[jira] [Updated] (HBASE-20628) SegmentScanner does over-comparing when one Segment only

stack (JIRA) Wed, 23 May 2018 10:31:22 -0700

     [ 
https://issues.apache.org/jira/browse/HBASE-20628?page=com.atlassian.jira.plugin.system.issuetabpanels:all-tabpanel
 ]


stack updated HBASE-20628:
--------------------------
    Description: 
Flushing memstore is taking too long. It looks like we are doing a bunch of 
comparing out of a new facility in hbase2, the Segment scanner at flush time.

Below is a patch from [~anoop.hbase]. I had a similar more hacky version. Both 
undo the extra comparing we were seeing in perf tests.

[~anastas] and [~eshcar]. Need your help please.

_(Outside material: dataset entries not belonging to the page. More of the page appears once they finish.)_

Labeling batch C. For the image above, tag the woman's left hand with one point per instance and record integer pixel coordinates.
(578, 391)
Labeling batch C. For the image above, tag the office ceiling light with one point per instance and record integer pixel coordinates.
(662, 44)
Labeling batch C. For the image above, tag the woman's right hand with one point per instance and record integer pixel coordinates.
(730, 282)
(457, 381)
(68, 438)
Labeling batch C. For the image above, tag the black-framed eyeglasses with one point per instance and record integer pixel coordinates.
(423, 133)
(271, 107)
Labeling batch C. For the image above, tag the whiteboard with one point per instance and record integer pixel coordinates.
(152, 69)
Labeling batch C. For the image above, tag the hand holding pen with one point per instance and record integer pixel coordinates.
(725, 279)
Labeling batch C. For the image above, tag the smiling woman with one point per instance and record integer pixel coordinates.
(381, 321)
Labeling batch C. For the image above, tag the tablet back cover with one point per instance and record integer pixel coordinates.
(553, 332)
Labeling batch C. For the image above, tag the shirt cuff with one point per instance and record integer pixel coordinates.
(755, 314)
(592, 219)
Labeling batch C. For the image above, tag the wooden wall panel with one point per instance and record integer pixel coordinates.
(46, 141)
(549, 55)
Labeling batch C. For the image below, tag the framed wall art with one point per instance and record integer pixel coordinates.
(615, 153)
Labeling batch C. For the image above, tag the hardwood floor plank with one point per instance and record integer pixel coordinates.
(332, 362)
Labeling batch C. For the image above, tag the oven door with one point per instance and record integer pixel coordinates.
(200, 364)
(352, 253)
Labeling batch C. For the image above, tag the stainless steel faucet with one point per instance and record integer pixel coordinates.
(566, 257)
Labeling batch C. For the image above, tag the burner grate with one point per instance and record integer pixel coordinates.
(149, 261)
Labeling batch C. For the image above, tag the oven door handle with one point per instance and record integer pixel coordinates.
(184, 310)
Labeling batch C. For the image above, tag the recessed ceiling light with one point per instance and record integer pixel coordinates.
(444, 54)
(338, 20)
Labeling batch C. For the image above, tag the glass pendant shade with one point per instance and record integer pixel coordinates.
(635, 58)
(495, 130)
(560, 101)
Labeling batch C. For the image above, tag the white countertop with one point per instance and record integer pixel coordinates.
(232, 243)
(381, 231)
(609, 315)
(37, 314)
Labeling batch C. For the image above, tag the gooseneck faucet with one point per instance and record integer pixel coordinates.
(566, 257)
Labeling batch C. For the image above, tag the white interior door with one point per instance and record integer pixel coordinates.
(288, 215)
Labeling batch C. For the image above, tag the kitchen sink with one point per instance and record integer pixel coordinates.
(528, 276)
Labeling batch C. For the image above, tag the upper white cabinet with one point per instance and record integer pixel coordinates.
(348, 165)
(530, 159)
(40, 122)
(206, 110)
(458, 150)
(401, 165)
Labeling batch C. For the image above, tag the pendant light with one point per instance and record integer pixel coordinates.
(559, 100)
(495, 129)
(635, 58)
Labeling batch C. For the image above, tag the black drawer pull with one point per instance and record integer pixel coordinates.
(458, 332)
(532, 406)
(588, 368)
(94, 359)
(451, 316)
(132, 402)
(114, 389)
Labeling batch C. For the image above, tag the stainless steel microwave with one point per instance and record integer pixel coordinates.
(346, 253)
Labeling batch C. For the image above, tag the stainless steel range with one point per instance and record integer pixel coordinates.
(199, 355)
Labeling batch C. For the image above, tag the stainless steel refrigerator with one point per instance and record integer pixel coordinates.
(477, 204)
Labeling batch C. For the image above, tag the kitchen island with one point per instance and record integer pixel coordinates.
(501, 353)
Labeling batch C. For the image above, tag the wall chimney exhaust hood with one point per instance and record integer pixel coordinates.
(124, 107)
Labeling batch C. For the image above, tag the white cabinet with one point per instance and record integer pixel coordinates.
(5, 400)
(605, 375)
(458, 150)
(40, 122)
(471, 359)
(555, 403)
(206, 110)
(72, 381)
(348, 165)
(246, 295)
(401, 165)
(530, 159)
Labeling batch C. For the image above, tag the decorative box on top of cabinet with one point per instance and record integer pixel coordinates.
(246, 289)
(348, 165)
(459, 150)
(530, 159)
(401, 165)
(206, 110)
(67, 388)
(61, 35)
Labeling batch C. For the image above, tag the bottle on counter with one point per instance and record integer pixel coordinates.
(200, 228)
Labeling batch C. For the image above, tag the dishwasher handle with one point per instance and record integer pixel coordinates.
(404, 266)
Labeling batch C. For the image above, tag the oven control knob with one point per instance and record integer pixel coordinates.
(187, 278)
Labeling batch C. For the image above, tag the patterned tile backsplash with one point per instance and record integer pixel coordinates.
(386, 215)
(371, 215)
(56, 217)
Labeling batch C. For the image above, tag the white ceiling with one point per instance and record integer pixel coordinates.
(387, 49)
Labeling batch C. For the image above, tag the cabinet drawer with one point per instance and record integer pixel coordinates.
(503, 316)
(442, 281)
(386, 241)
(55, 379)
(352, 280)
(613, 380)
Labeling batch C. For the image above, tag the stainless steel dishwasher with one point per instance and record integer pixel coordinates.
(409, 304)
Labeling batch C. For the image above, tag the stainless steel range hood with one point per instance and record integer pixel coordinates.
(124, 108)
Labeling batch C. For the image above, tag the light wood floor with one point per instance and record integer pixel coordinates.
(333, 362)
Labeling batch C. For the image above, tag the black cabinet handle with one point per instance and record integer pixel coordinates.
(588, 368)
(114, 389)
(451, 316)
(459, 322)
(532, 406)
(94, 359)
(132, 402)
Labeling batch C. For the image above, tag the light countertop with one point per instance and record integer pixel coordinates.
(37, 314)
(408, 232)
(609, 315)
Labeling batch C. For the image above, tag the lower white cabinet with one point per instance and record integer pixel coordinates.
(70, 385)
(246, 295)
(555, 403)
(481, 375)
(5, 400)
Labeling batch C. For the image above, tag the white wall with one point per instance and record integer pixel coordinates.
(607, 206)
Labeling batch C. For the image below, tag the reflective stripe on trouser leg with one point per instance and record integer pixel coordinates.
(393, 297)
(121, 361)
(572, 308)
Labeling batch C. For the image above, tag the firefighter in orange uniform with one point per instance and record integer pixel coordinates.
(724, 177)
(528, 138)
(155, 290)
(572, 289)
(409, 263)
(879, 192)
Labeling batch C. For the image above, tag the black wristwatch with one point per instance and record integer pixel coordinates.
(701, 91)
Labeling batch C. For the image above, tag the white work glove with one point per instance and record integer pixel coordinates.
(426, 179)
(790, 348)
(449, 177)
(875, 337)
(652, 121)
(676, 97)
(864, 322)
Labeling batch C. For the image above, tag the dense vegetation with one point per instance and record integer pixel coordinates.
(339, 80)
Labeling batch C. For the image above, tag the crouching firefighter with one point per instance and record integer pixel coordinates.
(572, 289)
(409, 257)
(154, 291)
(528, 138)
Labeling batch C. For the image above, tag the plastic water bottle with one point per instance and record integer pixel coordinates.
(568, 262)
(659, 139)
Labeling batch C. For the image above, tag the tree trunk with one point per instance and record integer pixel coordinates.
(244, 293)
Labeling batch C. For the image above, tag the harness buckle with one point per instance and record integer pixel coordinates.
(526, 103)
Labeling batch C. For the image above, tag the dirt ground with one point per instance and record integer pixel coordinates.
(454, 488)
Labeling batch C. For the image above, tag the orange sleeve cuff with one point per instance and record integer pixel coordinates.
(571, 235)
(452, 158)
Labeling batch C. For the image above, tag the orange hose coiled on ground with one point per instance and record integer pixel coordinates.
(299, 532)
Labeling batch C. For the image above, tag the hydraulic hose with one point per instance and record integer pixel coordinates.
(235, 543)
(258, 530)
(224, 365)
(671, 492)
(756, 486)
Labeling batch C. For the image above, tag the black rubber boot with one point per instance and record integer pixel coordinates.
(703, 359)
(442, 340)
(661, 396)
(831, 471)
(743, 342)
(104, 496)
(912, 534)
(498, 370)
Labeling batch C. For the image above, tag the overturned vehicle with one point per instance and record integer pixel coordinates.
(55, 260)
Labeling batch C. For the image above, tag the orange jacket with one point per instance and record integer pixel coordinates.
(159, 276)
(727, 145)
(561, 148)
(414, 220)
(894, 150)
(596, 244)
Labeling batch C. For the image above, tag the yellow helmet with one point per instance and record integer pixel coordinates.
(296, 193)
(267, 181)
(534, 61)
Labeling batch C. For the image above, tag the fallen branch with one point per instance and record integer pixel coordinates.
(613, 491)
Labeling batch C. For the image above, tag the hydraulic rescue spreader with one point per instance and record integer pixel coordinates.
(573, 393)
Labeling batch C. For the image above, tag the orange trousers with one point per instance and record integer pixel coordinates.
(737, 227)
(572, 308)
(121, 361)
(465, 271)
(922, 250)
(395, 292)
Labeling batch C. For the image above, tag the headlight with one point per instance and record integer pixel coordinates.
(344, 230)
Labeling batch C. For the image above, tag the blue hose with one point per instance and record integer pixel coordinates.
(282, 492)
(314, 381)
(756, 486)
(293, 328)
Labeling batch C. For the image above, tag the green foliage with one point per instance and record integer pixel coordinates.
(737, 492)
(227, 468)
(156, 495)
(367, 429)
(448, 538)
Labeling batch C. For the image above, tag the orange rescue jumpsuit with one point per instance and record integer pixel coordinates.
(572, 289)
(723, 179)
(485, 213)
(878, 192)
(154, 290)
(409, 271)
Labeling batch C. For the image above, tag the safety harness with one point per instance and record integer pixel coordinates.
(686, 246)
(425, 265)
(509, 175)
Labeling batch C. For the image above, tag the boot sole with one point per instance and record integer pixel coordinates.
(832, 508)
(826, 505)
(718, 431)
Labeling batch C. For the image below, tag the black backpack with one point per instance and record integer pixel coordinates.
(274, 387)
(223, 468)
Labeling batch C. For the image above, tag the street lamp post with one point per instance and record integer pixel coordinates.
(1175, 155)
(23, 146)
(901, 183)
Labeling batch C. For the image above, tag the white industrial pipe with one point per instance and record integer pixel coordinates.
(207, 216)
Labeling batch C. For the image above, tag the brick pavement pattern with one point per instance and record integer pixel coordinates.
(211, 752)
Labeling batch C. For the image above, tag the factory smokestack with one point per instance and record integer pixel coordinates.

As I read it, we are trying to flush the memstore snapshot (default, no IMC 
case). There is only ever going to be one Segment involved (even if IMC is 
enabled); the snapshot Segment. But the getScanners is returning a list (of 
one)  Scanners and the scan is via the generic SegmentScanner which is all 
about a bunch of stuff we don't need when doing a flush so it seems to do more 
work than is necessary. It also supports scanning backwards which is not needed 
when trying to flush memstore.

Do you see a problem doing a version of Anoops patch (whether IMC or not)? It 
makes a big difference in general throughput when the below patch is in place. 
Thanks.


{code}
diff --git 
a/hbase-server/src/main/java/org/apache/hadoop/hbase/regionserver/MemStoreSnapshot.java
 
b/hbase-server/src/main/java/org/apache/hadoop/hbase/regionserver/MemStoreSnapshot.java
index cbd60e5da3..c3dd972254 100644
--- 
a/hbase-server/src/main/java/org/apache/hadoop/hbase/regionserver/MemStoreSnapshot.java
+++ 
b/hbase-server/src/main/java/org/apache/hadoop/hbase/regionserver/MemStoreSnapshot.java
@@ -40,7 +40,8 @@ public class MemStoreSnapshot implements Closeable {
     this.cellsCount = snapshot.getCellsCount();
     this.memStoreSize = snapshot.getMemStoreSize();
     this.timeRangeTracker = snapshot.getTimeRangeTracker();
-    this.scanners = snapshot.getScanners(Long.MAX_VALUE, Long.MAX_VALUE);
+    //this.scanners = snapshot.getScanners(Long.MAX_VALUE, Long.MAX_VALUE);
+    this.scanners = snapshot.getScannersForSnapshot();
     this.tagsPresent = snapshot.isTagsPresent();
   }

diff --git 
a/hbase-server/src/main/java/org/apache/hadoop/hbase/regionserver/Segment.java 
b/hbase-server/src/main/java/org/apache/hadoop/hbase/regionserver/Segment.java
index 70074bf3b4..279c4e50c8 100644
--- 
a/hbase-server/src/main/java/org/apache/hadoop/hbase/regionserver/Segment.java
+++ 
b/hbase-server/src/main/java/org/apache/hadoop/hbase/regionserver/Segment.java
@@ -33,6 +33,7 @@ import org.apache.hadoop.hbase.KeyValueUtil;
 import org.apache.hadoop.hbase.io.TimeRange;
 import org.apache.hadoop.hbase.util.Bytes;
 import org.apache.hadoop.hbase.util.ClassSize;
+import org.apache.hadoop.hbase.util.CollectionBackedScanner;
 import org.apache.yetus.audience.InterfaceAudience;
 import org.slf4j.Logger;
 import 
org.apache.hbase.thirdparty.com.google.common.annotations.VisibleForTesting;
@@ -130,6 +131,10 @@ public abstract class Segment {
     return Collections.singletonList(new SegmentScanner(this, readPoint, 
order));
   }

+  public List<KeyValueScanner> getScannersForSnapshot() {
+    return Collections.singletonList(new 
CollectionBackedScanner(this.cellSet.get(), comparator));
+  }
+
   /**
    * @return whether the segment has any cells
    */
{code}



  was:
Flushing memstore is taking too long. It looks like we are doing a bunch of 
comparing out of a new facility in hbase2, the Segment scanner at flush time.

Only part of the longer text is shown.